行き場をなくしたカーライズは町を彷徨うようになり、そこでトィート伯爵に出会ったと、語ってくれた。
「トィート伯爵様が……」
「そう。私にとっても、彼は恩人だった。婚約者だったマダリアーガ侯爵家のバレンティアは、異母弟の婚約者になったよ。父親同士の意思だけではなく、彼女は私がキリーナ公爵にならないと聞くと、あっさりと私を捨てていった」
両親から愛を与えられたことのなかったカーライズは、婚約者から与えられた愛に夢中になっていた。

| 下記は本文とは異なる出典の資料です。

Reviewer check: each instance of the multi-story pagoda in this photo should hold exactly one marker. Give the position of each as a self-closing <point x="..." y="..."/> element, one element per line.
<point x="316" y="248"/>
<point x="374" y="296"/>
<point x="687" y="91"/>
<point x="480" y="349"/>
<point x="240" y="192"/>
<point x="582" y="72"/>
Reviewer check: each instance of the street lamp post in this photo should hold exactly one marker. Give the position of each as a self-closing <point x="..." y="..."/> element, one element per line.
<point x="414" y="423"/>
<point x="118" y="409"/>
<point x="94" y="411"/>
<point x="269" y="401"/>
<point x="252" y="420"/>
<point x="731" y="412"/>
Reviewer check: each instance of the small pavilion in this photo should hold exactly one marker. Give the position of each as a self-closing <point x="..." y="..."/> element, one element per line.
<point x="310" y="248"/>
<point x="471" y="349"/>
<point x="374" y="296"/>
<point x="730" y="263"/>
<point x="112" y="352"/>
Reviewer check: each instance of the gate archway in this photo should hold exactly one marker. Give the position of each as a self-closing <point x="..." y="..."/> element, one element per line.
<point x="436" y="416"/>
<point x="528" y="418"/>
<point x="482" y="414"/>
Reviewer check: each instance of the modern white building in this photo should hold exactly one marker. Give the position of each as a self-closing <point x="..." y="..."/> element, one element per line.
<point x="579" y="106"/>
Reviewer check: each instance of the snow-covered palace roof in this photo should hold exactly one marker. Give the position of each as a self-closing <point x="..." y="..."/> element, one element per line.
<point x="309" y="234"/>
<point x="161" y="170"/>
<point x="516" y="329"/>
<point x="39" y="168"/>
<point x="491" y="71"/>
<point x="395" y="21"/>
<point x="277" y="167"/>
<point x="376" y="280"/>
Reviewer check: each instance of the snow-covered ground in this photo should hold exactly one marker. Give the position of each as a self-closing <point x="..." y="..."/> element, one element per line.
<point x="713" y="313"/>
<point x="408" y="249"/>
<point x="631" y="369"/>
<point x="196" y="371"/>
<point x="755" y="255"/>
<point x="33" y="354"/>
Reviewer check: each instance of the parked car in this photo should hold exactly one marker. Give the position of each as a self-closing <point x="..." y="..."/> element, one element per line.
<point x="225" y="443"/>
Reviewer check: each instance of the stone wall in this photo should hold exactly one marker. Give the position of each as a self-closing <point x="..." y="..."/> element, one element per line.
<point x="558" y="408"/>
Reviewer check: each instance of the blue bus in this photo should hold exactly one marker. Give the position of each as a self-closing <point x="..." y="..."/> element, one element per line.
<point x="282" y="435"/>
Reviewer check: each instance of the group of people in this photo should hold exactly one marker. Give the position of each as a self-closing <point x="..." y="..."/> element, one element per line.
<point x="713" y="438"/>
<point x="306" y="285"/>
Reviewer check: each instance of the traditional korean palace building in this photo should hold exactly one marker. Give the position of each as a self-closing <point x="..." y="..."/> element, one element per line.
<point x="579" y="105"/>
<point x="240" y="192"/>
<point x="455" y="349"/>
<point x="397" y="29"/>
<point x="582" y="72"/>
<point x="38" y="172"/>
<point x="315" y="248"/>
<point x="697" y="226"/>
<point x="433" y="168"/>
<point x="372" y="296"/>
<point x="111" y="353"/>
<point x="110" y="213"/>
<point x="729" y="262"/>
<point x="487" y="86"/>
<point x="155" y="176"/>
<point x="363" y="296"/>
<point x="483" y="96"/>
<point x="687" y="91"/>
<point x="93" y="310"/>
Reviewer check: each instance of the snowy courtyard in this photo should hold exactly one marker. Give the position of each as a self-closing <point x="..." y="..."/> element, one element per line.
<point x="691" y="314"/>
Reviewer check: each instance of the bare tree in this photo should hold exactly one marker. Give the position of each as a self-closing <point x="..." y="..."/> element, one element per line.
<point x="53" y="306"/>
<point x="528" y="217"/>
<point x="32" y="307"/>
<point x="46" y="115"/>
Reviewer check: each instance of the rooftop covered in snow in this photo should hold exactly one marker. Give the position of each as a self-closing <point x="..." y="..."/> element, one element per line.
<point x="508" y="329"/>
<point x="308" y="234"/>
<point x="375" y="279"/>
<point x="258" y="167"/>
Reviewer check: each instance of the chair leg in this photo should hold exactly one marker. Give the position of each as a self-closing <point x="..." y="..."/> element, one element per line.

だからこそ、裏切られたときの悲しみは、憎しみに変わってしまうほどだった。
「だが、卒業前に父が急死した。異母弟は私を疑っていたが、トィート伯爵のお陰で無罪を証明できた」
その後、自分を糾弾した異母弟を名誉毀損で訴え、彼は追放刑になった。
すると、婚約を解消したはずのマダリアーガ侯爵家のバレンティアが、再婚約を提案してきた。
「当時の私には、マダリアーガ侯爵の意見を退ける力はなかった。そんなときにナージェから、『悪女ラーナ』の話を聞いた。それでトィート伯爵への恩返しという名目で、君に結婚を申し込んだ」
そんな事情だったのかと、リアナは、あのときのカーライズの瞳を思い出して納得する。
「トィート伯爵は、私にとっても恩人だった。だから、そんな彼を騙していたという『悪女ラーナ』を嫌悪して、あんな条件の契約結婚を突きつけてしまった」
たしかに世間では、トィート伯爵は若い愛人に騙されて振り回されているという噂が広まっていた。
恩人を貶める悪女を、彼が憎んだとしても仕方がないことだ。
リアナは姉を守るために、その悪女を演じていた。
結果として、カーライズを騙していたことになる。
だから、彼が罪悪感を持つ必要は、まったくないのに。
「君が本当に悪女なのかと疑問に思ったのは、庭でリアナが祈っている声を聞いたときだ」
「祈り……」
「そうだ。きっとご両親の命日だったのだろう。君はただ、静かに姉のしあわせだけを祈っていた。そして、こんな結婚を強要した私のしあわせも、祈ってくれていた」
「あ……」
あの日の祈りを、カーライズは聞いていたのか。
そう思うと恥ずかしくなって、視線を逸らす。
「君と、話をしてみようと思った。けれどあの冬は、領地でも雪の被害が多かった。その対応に追われているうちに、君はいなくなってしまった」
リアナは、本当に悪女だったのだろうか。
疑問思ったカーライズだったが、リアナ本人と話す機会は失われてしまった。
そこでカーライズはフェリーチェに、リアナの報酬金の支払い先を尋ね、女性医師のことを知った。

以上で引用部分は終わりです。